Though he rushes to respond to this strangled exclamation within seconds, Anthony discovers an unresponsive form, wide-eyed, still, void of life. The ache of regret at having missed the chance to steal one moment more, one final word, one last living touch, sears his uncomprehending heart. Something in Tony’s weary and cancer-ridden body has given way; the crimson stain on his sheets speaks of a vital eruption which shook internal pieces out of place. No amount of resuscitation by Anthony or the first responders will revive what is now merely a body. This man, my cousin, once a son and partner and friend, lover of pleasures, restaurant manager extraordinaire,imperfect and selfish,funny and generous, is gone from this physical plane of existence.

Even as a dead man walking, this death is unexpected.

This does not fit even within the tight parameters of two months left [though six to nine might be possible] prognosis by a team of physicians. This does not fit with the level of care he was receiving from hospice in an entry-level capacity.
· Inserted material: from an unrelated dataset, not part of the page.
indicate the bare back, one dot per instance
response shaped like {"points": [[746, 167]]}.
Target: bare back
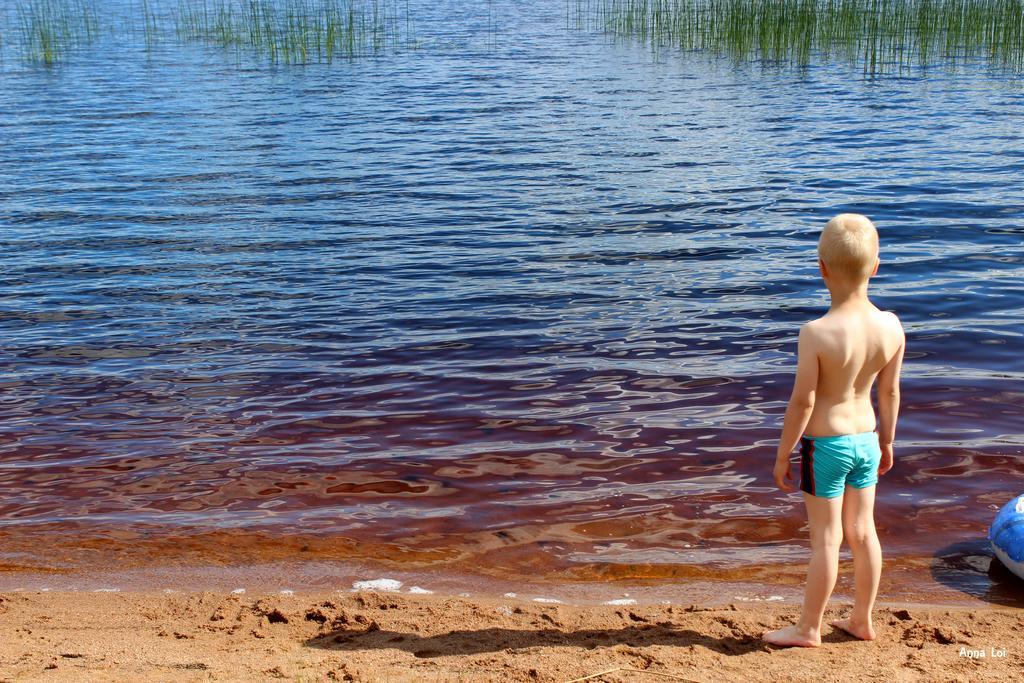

This does not mesh with the up days where toilet scrubbing and kitchen cabinet organization fit in between couch sessions of two and three hour naps. This does not mesh with . . . with . . . with anything and absolutely nothing.
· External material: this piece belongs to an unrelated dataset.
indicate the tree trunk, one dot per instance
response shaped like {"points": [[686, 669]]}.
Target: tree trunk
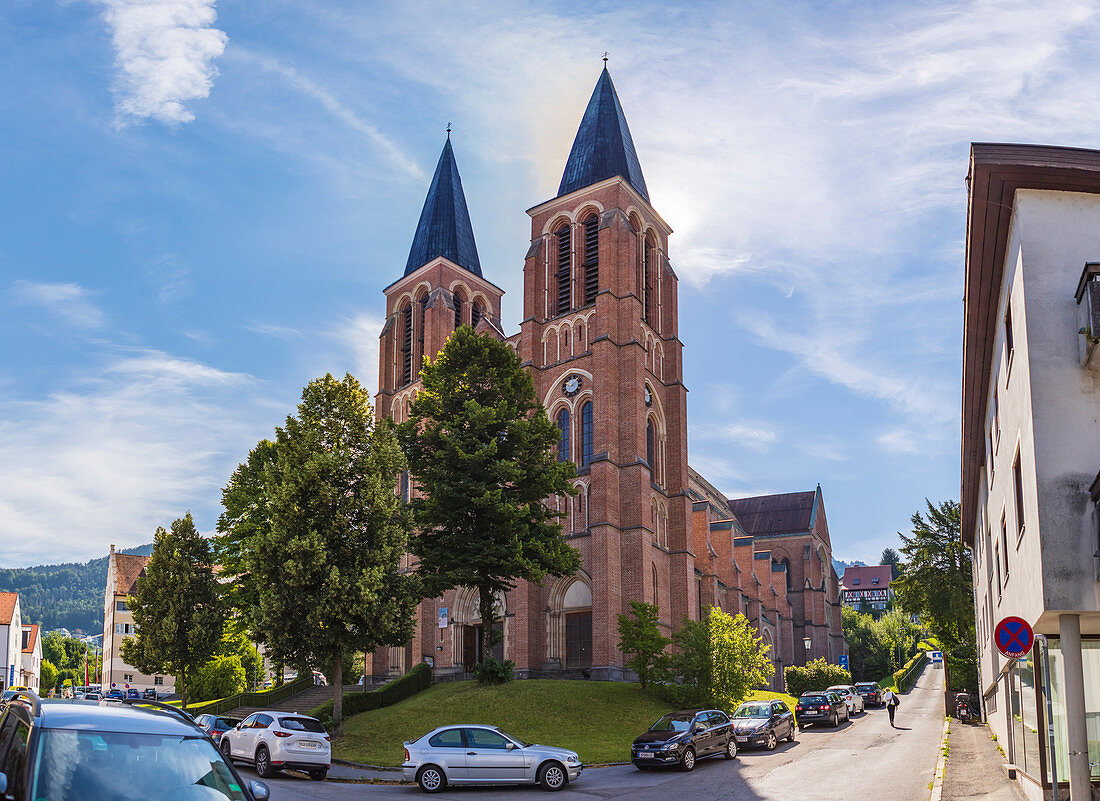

Less than a month has passed since the news of inoperable, untreatable, impossible bone cancer traded places with suspected lung cancer in this second metastasizing of the unwelcome evil which entered his life through an esophagus made susceptible by years of alcoholism complicated by repetitive burning reflux. In a phone call just two nights ago, he was yet absorbing the reality of his terrible news, one foot planted in his faithful hope of a God of miracles, the other set in the practicality of medical information. Somewhere in the midst of his tears and determined laughter, his shock was still so evident. On a daily basis, he was struggling to incorporate his new state into the structure of his ongoing existence. I sensed his weariness; understood his vacillating moods; yearned to shoulder a portion of his burden, and resigned myself to the truth that I could not.

I drifted into a fitful sleep that evening deep in prayer with the Lord over Tony -- his future, his suffering, his need. Morning arrived and there was Tony, still embedded in my thoughts and present in one of his many very early morning text message hellos and updates. I knew I was being stretched by all that had been this New Year 2010. The Lord was using even this dire situation to grow me and to touch the heart of a man not used to truly opening his heart to honest friendship with no strings attached. There was healing to be accepted. There was forgiveness to be reckoned.

However, tonight I take my turn in absorbing the shock and accepting this new reality in my ongoing existence. It is an end to early day “top o’ the mornin’“ text messages and midday update calls and evenings of one, the other, or both. It is an end to wondering when I would board a plane in Tennessee and hit the runway in Colorado to sit at the bedside of a man dying. I was at his bedside via the presence of modern technology almost every day for a month while he was living his wish to remain at home with Anthony and his dogs, doing things on his own terms. Family relationships were restored and his faith in God reconstructed. Strangers reached out and delivered joy, compassion, and surprise to his mailbox from places near and far.

And, there will be no more suffering in his mind AND body as he anticipated the further pain and invalid state that surely awaited him in the months to come. The Lord of compassion saw fit to release him from his earthly chains and for that I offer my gratitude and . . . one day soon . . . praise for that grace.